2026-06-01

Kepler’s Verifiable AI Stack Shows Where Claude Fits Best

For Claude and Claude Code developers, this Kepler story is interesting because it’s not “AI replaces analysts” hype — it’s a concrete example of using Claude as a reasoning layer inside a system that still insists on deterministic verification. That distinction matters a lot in finance, where being right is less important than being able to prove why you’re right. It also reads like a fairly honest systems-design lesson: the model is useful, but only when the surrounding infrastructure is doing serious work.

Key Points

Kepler is building a financial research platform that aims to make AI answers auditable down to the exact filing, page, and line item.
The company says it has indexed:
- 26M+ SEC filings
- 50M+ public documents
- 1M+ private documents
- 14,000+ companies across 27 global markets
The founders, Vinoo Ganesh and John McRaven, previously worked at Palantir and interviewed 147 financial firms before starting Kepler.
The core customer problem was trust: firms wanted AI for research, but didn’t trust outputs they couldn’t audit.
Kepler’s approach is to pair Claude with deterministic infrastructure:
- Claude handles interpretation, decomposition, and reasoning
- deterministic systems handle computation, retrieval, and verification
The team says Claude was the model that most consistently held together long, multi-step plans without quietly dropping constraints.
Claude also stood out by asking humans to resolve ambiguity instead of guessing and continuing.
Kepler built:
- deterministic execution environments for provably correct operations
- a proprietary ontology for financial concepts and formulas
- recurring “skills” for common workflows
- strict access controls and security boundaries
The workflow is split across stages, with different models assigned to different jobs:
- Opus for complex reasoning and plan decomposition
- Sonnet for higher-throughput constrained stages
Kepler also trained specialized recall models, some using Claude as a foundation, and reports 94% accuracy on taxonomy mapping tasks versus 38–46% for other models.
Every prompt change, model upgrade, and context modification is tested against thousands of cases before production.
The system is built for provenance from the start, with full audit logging, siloed customer environments, and end-to-end traceability.
Kepler frames finance as the first product, but says the same pattern could apply to healthcare and legal workflows where verification matters.

My Take

What strikes me is how unglamorous — and how sensible — this architecture is. The headline is Claude, but the real product idea is “don’t let the model be the source of truth.” I think that’s the right instinct for high-stakes domains, and honestly it’s the sort of thing more AI teams should admit upfront instead of pretending a single model call can replace an entire verification pipeline.
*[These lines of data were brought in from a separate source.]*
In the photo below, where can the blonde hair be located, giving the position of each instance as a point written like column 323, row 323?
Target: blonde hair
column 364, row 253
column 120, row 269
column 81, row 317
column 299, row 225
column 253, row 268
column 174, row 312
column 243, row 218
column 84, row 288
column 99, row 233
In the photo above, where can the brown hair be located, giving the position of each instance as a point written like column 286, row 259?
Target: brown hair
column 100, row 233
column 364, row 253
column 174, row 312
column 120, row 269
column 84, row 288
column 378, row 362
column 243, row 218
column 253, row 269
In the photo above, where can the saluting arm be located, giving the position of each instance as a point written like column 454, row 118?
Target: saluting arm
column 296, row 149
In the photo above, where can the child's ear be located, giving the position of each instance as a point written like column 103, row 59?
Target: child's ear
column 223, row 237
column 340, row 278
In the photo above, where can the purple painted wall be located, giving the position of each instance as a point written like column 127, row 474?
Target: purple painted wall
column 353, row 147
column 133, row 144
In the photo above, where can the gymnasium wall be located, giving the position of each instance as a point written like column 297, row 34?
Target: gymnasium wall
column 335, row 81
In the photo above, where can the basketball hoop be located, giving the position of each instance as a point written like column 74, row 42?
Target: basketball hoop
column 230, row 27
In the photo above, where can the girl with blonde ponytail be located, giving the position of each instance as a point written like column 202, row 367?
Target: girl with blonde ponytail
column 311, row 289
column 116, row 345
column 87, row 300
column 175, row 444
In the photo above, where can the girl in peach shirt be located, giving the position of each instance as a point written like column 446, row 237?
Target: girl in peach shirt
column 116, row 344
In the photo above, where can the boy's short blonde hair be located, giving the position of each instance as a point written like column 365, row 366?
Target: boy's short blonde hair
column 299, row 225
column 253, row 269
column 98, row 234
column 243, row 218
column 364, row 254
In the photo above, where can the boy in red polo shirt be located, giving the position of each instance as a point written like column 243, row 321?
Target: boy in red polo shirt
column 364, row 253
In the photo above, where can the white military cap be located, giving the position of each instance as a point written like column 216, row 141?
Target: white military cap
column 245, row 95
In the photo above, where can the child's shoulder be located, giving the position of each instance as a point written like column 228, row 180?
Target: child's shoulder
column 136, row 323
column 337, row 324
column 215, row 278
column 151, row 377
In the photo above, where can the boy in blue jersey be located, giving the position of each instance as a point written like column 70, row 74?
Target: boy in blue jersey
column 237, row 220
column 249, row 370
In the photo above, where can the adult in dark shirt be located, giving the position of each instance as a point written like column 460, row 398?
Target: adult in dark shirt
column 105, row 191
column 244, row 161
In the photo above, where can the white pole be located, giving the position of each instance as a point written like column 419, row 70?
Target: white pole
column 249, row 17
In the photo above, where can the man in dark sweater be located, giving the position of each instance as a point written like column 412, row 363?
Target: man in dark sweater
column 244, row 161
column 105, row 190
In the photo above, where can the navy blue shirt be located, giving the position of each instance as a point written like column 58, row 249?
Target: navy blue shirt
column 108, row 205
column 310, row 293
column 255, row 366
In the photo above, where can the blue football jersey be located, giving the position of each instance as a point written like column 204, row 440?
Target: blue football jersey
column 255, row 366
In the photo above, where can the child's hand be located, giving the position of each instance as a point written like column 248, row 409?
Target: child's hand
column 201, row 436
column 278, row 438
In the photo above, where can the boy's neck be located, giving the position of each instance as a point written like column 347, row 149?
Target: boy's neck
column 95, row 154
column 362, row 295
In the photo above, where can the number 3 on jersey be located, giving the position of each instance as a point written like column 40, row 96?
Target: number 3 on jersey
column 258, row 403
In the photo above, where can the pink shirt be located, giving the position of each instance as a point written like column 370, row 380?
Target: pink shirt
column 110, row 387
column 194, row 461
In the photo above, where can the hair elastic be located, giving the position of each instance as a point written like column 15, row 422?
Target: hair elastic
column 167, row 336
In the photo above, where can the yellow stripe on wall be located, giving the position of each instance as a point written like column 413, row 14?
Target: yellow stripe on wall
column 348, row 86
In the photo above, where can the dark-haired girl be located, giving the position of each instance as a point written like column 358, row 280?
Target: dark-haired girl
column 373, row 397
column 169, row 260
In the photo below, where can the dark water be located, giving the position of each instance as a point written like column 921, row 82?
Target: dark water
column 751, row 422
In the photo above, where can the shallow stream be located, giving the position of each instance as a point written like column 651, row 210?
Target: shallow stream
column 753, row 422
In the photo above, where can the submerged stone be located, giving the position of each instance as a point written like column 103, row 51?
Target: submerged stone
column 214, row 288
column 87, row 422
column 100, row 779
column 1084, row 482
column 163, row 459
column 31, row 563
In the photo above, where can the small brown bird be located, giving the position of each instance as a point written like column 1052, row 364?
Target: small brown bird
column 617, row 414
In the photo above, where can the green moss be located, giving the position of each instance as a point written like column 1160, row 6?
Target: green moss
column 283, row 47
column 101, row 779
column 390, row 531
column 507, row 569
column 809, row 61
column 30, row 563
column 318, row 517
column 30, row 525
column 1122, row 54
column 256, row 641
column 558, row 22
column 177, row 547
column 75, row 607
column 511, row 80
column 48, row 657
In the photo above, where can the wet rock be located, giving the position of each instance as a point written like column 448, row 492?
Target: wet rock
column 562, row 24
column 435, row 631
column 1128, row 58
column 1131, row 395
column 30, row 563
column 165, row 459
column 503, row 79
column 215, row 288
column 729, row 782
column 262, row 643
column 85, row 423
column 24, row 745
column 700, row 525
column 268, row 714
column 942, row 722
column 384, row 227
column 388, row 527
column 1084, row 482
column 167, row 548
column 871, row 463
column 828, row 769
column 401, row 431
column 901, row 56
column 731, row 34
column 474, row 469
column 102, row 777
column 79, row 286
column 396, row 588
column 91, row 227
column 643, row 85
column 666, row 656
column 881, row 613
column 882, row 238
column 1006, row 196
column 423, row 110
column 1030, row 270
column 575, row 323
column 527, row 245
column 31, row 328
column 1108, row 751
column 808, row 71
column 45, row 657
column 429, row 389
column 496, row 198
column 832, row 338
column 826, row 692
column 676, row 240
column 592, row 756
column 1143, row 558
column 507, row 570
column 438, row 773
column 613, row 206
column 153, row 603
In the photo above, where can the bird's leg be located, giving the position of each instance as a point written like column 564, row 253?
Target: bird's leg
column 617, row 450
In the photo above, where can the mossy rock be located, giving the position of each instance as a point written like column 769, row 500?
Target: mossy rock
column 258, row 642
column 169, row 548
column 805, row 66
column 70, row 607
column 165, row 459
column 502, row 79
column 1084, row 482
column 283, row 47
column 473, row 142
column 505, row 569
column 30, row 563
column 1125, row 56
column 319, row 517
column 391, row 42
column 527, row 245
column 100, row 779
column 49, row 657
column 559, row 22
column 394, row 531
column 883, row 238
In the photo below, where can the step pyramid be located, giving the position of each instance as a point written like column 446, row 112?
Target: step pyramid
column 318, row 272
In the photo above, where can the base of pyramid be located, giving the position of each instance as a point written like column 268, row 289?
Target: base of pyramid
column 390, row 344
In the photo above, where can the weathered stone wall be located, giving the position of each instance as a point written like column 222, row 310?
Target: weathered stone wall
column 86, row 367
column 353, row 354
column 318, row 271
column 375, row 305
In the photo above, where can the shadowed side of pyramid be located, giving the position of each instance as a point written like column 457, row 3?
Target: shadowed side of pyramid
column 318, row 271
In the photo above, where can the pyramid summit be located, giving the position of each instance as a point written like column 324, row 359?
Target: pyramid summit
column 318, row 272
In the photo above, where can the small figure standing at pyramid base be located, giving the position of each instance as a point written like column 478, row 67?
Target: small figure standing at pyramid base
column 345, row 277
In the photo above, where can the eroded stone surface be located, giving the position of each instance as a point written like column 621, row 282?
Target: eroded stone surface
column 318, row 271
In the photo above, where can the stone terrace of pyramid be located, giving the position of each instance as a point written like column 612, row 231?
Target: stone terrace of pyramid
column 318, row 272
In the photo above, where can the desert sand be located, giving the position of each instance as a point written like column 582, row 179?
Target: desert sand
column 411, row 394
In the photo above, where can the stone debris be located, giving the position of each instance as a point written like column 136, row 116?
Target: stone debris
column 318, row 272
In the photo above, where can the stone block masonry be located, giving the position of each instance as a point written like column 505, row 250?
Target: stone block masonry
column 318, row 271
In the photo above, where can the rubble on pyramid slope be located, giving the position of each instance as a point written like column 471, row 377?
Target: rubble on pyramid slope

I also like the split between interpretation and computation. That’s where a lot of agentic systems get sloppy: they ask the model to both understand the task and be the calculator, which is exactly how you end up with confident nonsense. Kepler’s insistence on deterministic execution, provenance, and stage-by-stage evaluation feels much closer to real enterprise software than to demoware.

What’s especially interesting to me is the claim that Claude does better at preserving long plans and surfacing ambiguity. I’d be curious whether that advantage holds broadly across other “must not hallucinate” workflows, or whether Kepler’s task design is amplifying Claude’s strengths. Either way, this is the kind of use case where a model that knows when to stop and ask a question is more valuable than one that just barrels ahead.

The one thing I’d caution against is overreading the “AI for finance” angle as if the model alone created the value. The article is pretty clear that the verification layer, ontology, retrieval, evaluation harness, and security model are doing a lot of the heavy lifting. That’s not a criticism — it’s the lesson. If I were building with Claude in a regulated workflow, I’d copy the system design more than the model choice: separate reasoning from execution, make provenance first-class, and evaluate relentlessly.

The takeaway is simple: in serious enterprise AI, Claude is most compelling when it’s not asked to be magic. It’s strongest as the reasoning layer inside a system that can prove every step.